Balance sheet steady; equity ratio firms to 67.6%
Total assets stood at ¥46,997 million at quarter-end, down ¥1,173 million from the prior year-end, mainly on a ¥2,134 million drop in cash and deposits, partly offset by a ¥217 million rise in fixed assets. Liabilities fell ¥687 million to ¥14,598 million as accrued payables declined, while net assets eased ¥486 million to ¥32,399 million. The equity ratio firmed to 67.6% from 67.0% at the prior year-end, and book value per share was ¥199.10 — leaving the curry operator with a notably conservative, debt-light financial profile.
Full-year guidance and ¥16 dividend held unchanged
Ichibanya reaffirmed the full-year and first-half forecasts it published on April 6, 2026. For the full FY2/2027, management guides net sales of ¥72,600 million (+10.8%), operating profit of ¥5,000 million (+6.0%), ordinary profit of ¥5,040 million (+1.1%), and net profit attributable to owners of ¥2,720 million (+6.1%), for full-year EPS of ¥17.04 — implying a stronger second half as price revisions and store expansion are expected to outrun cost pressure. The first-half outlook is more cautious, with operating profit guided down 14.5% to ¥2,160 million. The annual dividend forecast is held at ¥16.00 per share (¥8 interim + ¥8 year-end), unchanged from the prior year. With Q1 operating profit at ¥1,085 million, the company has booked about 22% of its full-year operating-profit target after three months.

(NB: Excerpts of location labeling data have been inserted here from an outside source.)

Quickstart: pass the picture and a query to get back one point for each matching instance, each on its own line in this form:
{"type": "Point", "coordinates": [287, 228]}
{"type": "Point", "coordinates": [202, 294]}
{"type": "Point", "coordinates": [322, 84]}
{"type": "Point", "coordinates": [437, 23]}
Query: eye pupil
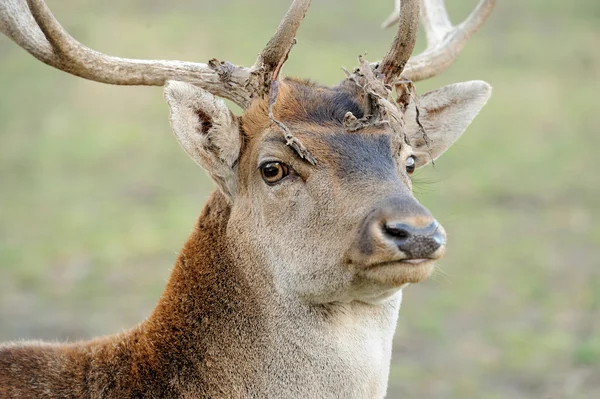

| Metric | Q1 FY2/2027 | Q1 FY2/2026 | YoY |
|---|---|---|---|
| Net sales (¥ million) | 16,976 | 15,750 | +7.8% |
| Operating profit (¥ million) | 1,085 | 1,266 | -14.3% |
| Ordinary profit (¥ million) | 1,144 | 1,359 | -15.8% |
| Net profit attrib. to owners (¥ million) | 728 | 922 | -21.1% |
| Basic EPS (¥) | 4.56 | 5.78 | -21.1% |
| Comprehensive income (¥ million) | 790 | 721 | +9.6% |
| Total assets (¥ million) | 46,997 | 48,171 | -2.4% |
| Equity ratio | 67.6% | 67.0% | +0.6pp |
| BVPS (¥) | 199.10 | 202.33 | -1.6% |
| FY2/27 net sales guidance (¥ million) | 72,600 | — | +10.8% |
| FY2/27 operating profit guidance (¥ million) | 5,000 | — | +6.0% |
| Annual dividend (¥) | 16.00 | 16.00 | Unchanged |
JapanStockPulse provides informational content only and does not constitute investment advice. Figures are taken from the company's published earnings short report and may be subject to subsequent revision.